Because it's false? Nothing is emissions-free: making solar panels and wind turbines create emissions, and since they are all made in China, just transporting them around the world where they are used cause emissions as well. And when they become garbage they are shipped once more around the world to be disposed (and not recycled). So it's only "emissions-free" if you ignore the whole supply chain.
> So it's only "emissions-free" if you ignore the whole supply chain.
Actually, burning natural gas does result in emissions of nearly all types of air pollutants and carbon dioxide (CO2).
About 117 pounds of CO2 are produced per million British thermal units (MMBtu) equivalent of natural gas compared with more than 200 pounds of CO2 per MMBtu of coal and more than 160 pounds per MMBtu of distillate fuel oil.
The article also specifically says that natural gas is not emissions-free: "The explosive growth of natural gas in the US has been a big environmental win, since it creates the least particulate pollution of all the fossil fuels, as well as the lowest carbon emissions per unit of electricity. But its use is going to need to start dropping soon if the US is to meet its climate goals, so it will be critical to see whether its growth flat lines over the next few years."
Well everything that burns fossil fuels also needs to be built, therefore also is part of the problem, the difference is they have ongoing emissions where as something like a wind turbine doesn’t.

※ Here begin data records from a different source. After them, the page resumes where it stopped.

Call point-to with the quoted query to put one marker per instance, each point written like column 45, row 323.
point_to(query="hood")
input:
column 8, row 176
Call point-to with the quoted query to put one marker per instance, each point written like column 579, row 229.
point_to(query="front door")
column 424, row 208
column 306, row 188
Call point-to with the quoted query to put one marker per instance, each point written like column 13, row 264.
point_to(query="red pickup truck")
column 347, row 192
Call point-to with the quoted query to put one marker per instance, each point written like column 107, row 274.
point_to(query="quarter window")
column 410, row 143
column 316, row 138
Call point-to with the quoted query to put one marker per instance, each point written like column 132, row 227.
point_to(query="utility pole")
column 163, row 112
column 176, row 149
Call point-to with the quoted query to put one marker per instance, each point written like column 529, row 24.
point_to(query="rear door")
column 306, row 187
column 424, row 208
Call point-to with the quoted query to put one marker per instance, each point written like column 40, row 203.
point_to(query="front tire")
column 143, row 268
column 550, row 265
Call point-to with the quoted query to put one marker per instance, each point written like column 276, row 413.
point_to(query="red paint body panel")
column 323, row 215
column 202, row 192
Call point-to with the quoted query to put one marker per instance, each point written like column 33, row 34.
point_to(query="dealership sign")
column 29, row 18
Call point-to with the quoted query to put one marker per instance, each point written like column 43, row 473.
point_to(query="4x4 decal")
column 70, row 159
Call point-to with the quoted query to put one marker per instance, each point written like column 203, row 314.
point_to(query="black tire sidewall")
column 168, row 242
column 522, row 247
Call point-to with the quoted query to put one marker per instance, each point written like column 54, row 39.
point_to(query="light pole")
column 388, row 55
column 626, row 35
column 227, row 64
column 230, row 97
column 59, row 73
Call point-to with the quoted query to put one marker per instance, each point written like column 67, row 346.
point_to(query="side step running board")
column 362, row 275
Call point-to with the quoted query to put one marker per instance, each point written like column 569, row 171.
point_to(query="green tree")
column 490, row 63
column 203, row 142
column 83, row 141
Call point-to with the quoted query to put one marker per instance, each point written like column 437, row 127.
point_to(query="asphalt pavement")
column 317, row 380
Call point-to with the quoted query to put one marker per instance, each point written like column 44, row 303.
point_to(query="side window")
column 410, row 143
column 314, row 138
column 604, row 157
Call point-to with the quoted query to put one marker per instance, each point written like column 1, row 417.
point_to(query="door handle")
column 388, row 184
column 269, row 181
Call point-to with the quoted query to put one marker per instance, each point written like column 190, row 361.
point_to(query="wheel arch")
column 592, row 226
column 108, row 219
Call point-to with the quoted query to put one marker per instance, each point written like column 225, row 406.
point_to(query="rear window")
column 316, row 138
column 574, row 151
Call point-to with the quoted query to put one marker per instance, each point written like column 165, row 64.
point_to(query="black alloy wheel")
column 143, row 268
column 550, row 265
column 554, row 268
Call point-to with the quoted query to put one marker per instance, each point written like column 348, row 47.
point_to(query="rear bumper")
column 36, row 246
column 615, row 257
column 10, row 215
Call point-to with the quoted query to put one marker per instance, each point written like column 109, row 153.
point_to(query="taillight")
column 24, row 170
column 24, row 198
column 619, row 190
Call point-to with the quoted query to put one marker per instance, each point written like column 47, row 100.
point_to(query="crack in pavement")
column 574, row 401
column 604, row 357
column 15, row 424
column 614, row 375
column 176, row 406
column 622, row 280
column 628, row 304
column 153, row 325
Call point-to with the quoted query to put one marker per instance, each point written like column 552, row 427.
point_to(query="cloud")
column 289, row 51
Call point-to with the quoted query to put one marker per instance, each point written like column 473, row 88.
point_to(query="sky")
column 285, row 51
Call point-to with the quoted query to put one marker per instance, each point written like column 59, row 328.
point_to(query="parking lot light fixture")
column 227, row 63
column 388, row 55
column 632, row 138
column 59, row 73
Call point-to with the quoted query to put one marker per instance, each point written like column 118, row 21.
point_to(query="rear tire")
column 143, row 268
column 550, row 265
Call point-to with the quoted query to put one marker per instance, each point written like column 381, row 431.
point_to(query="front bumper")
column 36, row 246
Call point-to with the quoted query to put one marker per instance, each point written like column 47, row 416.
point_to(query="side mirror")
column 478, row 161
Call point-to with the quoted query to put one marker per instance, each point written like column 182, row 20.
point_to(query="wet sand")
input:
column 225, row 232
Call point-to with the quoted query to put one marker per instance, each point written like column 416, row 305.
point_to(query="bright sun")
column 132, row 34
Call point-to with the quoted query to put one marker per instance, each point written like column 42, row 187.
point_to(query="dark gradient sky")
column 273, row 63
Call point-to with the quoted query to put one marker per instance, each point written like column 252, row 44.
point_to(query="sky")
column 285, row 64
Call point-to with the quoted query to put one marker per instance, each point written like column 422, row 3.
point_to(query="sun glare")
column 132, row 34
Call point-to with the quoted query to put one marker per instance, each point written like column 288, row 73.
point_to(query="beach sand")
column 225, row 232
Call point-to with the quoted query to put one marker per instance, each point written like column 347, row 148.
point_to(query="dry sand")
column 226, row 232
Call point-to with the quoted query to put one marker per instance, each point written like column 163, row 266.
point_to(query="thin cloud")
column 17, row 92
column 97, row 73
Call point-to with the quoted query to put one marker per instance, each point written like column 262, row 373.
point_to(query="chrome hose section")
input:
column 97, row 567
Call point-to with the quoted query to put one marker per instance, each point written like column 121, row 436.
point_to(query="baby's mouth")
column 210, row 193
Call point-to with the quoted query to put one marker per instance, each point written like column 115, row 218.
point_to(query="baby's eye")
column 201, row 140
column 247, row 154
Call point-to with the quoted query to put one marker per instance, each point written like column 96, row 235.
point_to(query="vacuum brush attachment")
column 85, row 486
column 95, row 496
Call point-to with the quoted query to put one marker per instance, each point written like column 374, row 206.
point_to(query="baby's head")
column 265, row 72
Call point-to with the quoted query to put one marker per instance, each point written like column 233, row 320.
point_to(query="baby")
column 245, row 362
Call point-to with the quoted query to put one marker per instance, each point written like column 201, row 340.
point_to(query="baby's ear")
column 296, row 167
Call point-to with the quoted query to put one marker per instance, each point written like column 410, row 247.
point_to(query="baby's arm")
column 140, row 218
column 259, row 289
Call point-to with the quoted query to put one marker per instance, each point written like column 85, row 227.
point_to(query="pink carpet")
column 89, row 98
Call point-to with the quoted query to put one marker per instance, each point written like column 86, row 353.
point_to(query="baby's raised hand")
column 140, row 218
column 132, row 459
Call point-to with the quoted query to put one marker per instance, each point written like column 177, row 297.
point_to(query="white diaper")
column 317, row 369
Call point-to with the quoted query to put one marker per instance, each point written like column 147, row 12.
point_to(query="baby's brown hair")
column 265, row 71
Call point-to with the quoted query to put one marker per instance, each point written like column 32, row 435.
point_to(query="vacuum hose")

This argument lacks substance. Are you suggesting the benefits of emissions-free operation are set-off, wholly or to a substantial degree, by the emissions produced in the manufacture of those products? The answer is clearly "no". There is a net benefit. That is all that is needed, and it's not a marginal benefit, it's significant.
I think this concern is often vastly exaggerated. Even with current "dirty" production and transport, renewables have orders of magnitude lower lifetime emissions than fossil fuels. And this will only get better once production and transport increasingly use renewable energy.
I don't understand the arguments that "solar panels and wind turbines use mined resources and are transported around the world". And coal, oil, and gas waft down into our arms from trees in the backyard?
The argument being made is that solar and wind aren't "emission free" .. that they don't waft into our neighbourhood from trees in our backyard.
Everybody (one would hope) understands that about coal, oil, and natural gas.
Many people (it seems) overlook that for wind, solar, and battery technology.
It's akin to ignoring | being wilfully ignorant of what happens to material in the recycle bin.
Think of it more as a plea to remember that all this clean energy comes with a boatload of waste that needs addressing, that is often in other people's backyards, and the you don't get $64 billion US worth of copper without the digging up of what some consider to be sacred ground.
What is the action this realization is supposed to help us come to though? Should we stop the transition to cleaner energy until we find a 100% clean energy source throughout its life cycle before we begin the transition? It is simple really. Wind, solar, and so on are cleaner than fossil fuel sources of energy, so we should gradually transition to them. Cleaner mining and responsible recycling and reuse of the infra we build can be worked on over time.
We are where we are because the 1970s kicked a can down the road rather than take action on C02 when it was clear there was a problem.
In another 50 years we will have a pile of toxic waste as a direct result of scaling solar and wind up from the sliver it is now to enough to replace fossil fuels in world electricty production and replace fossil fuels in transport and build out enough batteries to ride out at least 10 hours of global demand.
> Cleaner mining and responsible recycling and reuse of the infra we build can be worked on over time.
How's that going so far - I can point to a few examples of mine reclaimation .. these are dwarfed by the majority that are left as problems for later on.
It's simple really, high consumers should consume less and as resources are used there should be focus on remediation and harm reduction from the outset.
Typically the worst offenders greenwash the nasty away and tut-tut about waste piling up in third world | southernn economies.
Most wind turbines are made in China, because China is installing most wind turbines. Nobody ships 120m long blades around the world, it's hard enough to ship them within one country.
China produces about 80% of all solar panels in the world. Coindicentally or not, it is also the #1 country by coal production; it has the largest number of coal plants of any country (in absolute terms), and the government has recently been ramping up the rate of new coal plant construction after a few years of trying to keep it more or less in check. Most of electricity in China comes from coal (>60%, compared to US’s <20%).
Because it's false? Nothing is emissions-free: making solar panels and wind turbines create emissions, and since they are all made in China, just transporting them around the world where they are used cause emissions as well. And when they become garbage they are shipped once more around the world to be disposed (and not recycled). So it's only "emissions-free" if you ignore the whole supply chain.